The jury should consider all of the circumstances surrounding the matter, including the relation between the parties, the wrongdoers' motives, the nature and seriousness of his or her conduct, and the provocation or want of provocation therefor.  Miller v. Chang, 60 Som.L.J. 433 (2003)(Cascio, J.) 

 

When punitive damages are claimed in a medical malpractice action, the requisite factual basis must appear in the complaint and the pleading requirements are strict.  Chiurazzi vs. Go, M.D., Go-Bielec Surgical Assoc., Somerset Hospital, Moitra, M.D., Thomas, M.D., 61 Som.L.J. 142 (2002) (Fike, II, P.J.) 

 

RESTITUTION

 

Any amount sought in recovery as restitution must flow from (or have a nexus with) the defendant’s criminal conduct.

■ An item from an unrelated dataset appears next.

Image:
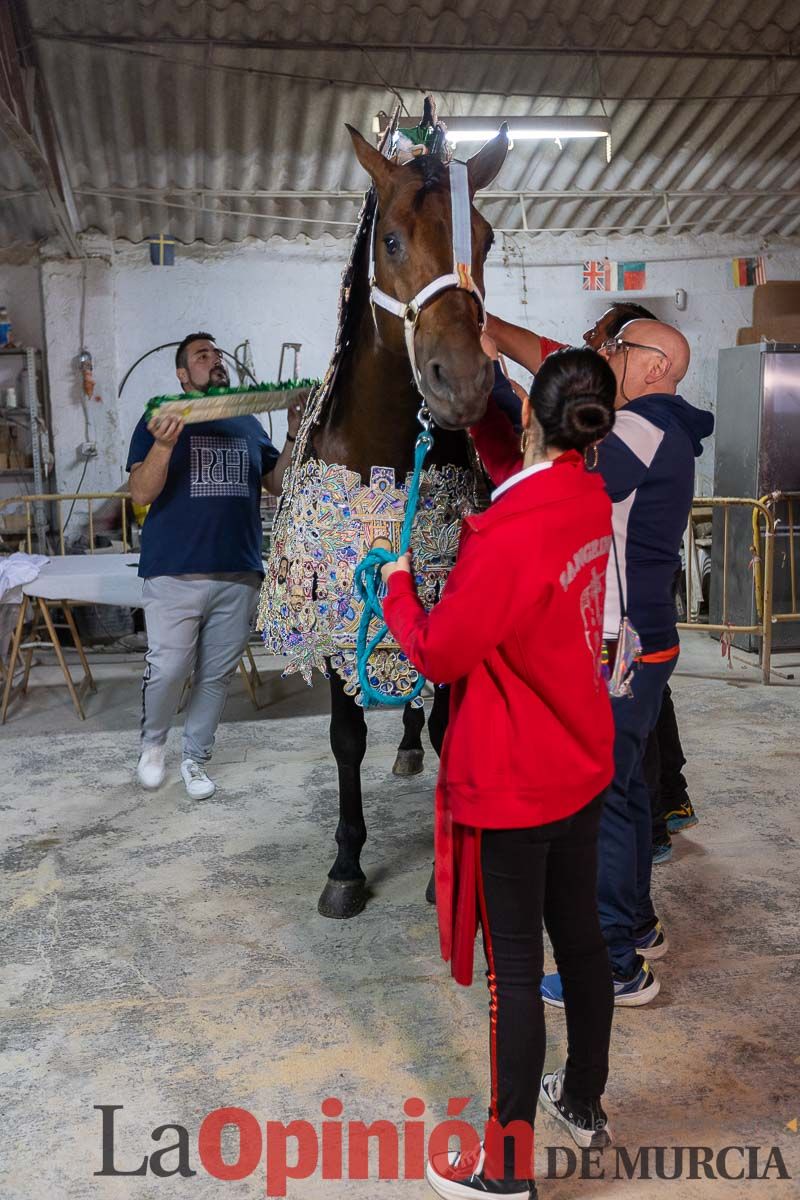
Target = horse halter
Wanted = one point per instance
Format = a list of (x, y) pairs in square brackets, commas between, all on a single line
[(461, 276)]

Commonwealth v. Charles Burnsworth, 63 Som.L.J. 263 (2006) (Cascio, P.J.)

 

The death of a defendant’s passenger clearly flows from his careless disregard for the safety of other persons, and thus restitution may be imposed to compensate passenger’s family following defendant’s conviction for careless driving. Commonwealth v. Charles Burnsworth, 63 Som.L.J. 263 (2006) (Cascio, P.J.)

 

The phrase “funeral expenses” is a broad expression encompassing all expenses necessarily and reasonably incurred in procuring the burial, cremation, or other disposition of the corpse, including the funeral or other ceremonial rite, a coffin and vault, a monument or tombstone, a burial plot and its care, and a wake. Commonwealth v. Charles Burnsworth, 63 Som.L.J. 263 (2006) (Cascio, P.J.)

 

SPECIFIC PERFORMANCE

 

A decree of specific performance is not a matter of right, but of grace.  Reckner v. Baker, 59 Som.L.J. 327 (2002) (Gibson, J.). 

 

A decree of specific performance will only be granted if the plaintiff is clearly entitled to such relief, there is no adequate remedy at law, and the chancellor believes that justice requires such a decree.  Reckner v. Baker, 59 Som.L.J. 327 (2002) (Gibson, J.).